Это о стихотворении «Я помню чудное мгновенье…»
Владимир Соловьёв свысока поучал Пушкина, как жить, как писать. Что-то в таком роде мог бы написать Сальери о Моцарте.
Набоков говорил, что слово «пошлость» нельзя перевести ни на один иностранный язык. Статью Соловьёва перевести можно, и, прочтя её, иностранцы узнают, что такое забубённая, русская пошлость.
В статье Владимир Соловьёв упрекал Пушкина в бестактности. Так, всё так. О бестактности Пушкина, сожалея, вспоминал Пущин и, злорадствуя, Корф.
А Державин, заявивший Александру I, что приложит все усилия для розыска и наказания убийц его отца?
А Лермонтов, больно задевавший всех на своём пути и буквально заставивший Мартынова стрелять?

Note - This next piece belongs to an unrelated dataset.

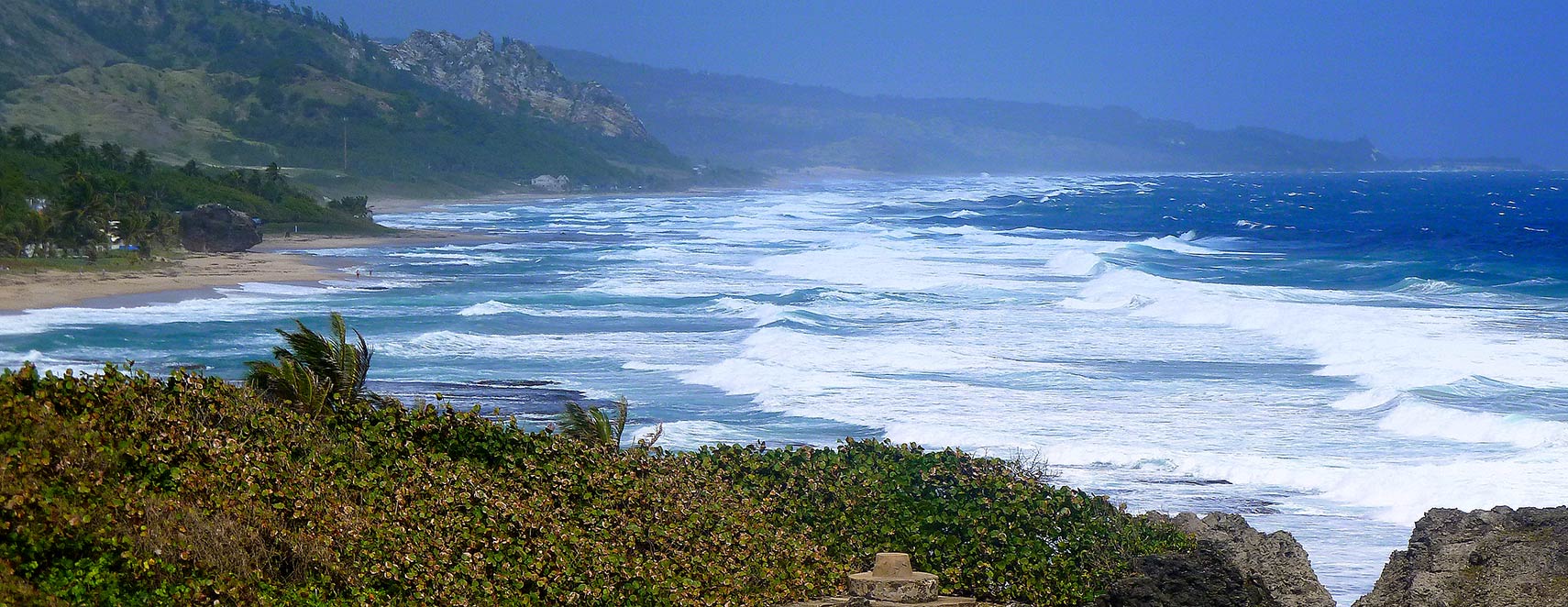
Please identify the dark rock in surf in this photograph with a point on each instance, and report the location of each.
(1497, 557)
(1234, 565)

А Пастернак, пытавшийся поговорить со Сталиным о жизни и смерти?
Не есть ли бестактность – родовая черта поэтов? Во всяком случае, русских поэтов.

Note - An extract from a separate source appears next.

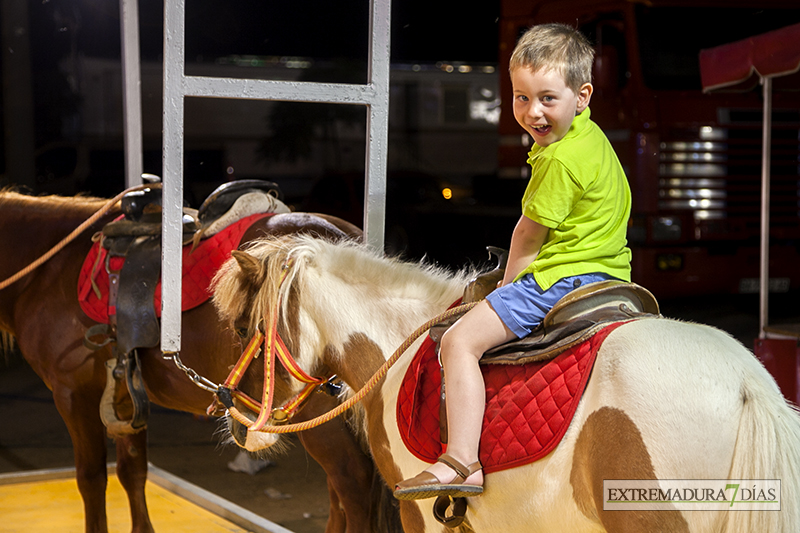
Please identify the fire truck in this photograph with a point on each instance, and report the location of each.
(693, 160)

Свою бестактность Владимир Соловьёв проявил не только в статье «Судьба Пушкина».
В 1881 году, после убийства народовольцами Александра II, Владимир Соловьёв был одним из тех, кто, ничуть не оправдывая террор, настаивал на помилования преступников. «Из ложно понимаемого христианства!» Как говорили тогда и как говорят сейчас о тех, кто считает, что человекоубийство не соответствует учению Христа.
Одним из самых знаменитых текстов Владимира Соловьёва стало стихотворение «Панмонголизм». Наконец-то русская мысль поняла, что не свет будет с Востока, а отвратительная жёлтая погибель.
Пророчество, с каждым днём становящееся всё более актуальным.
И как обычно, самое важное, самая последняя правда формулируется в правильных ямбах.
Владимир Соловьёв был и остается единственным русским поэтом, умершим от скипидара. Скипидар применялся как верное средство против чертей.
Чёрт, являвшийся Ивану Карамазову, алкал свойского общения с настоящим философом, а ему шибали в ноздри скипидаром.
Для Владимира Соловьёва раскол Церкви был ежедневной гноящейся, нарывающей раной. Оставаясь православным христианином, Владимир Соловьёв принял причастие в католической церкви. Ученик Соловьёва Вячеслав Иванов тоже пришёл к римской церкви. И тоже не порывая с православием.
О религиозной философии Владимира Соловьёва можно сказать так: мечтания о Святой Католической Руси.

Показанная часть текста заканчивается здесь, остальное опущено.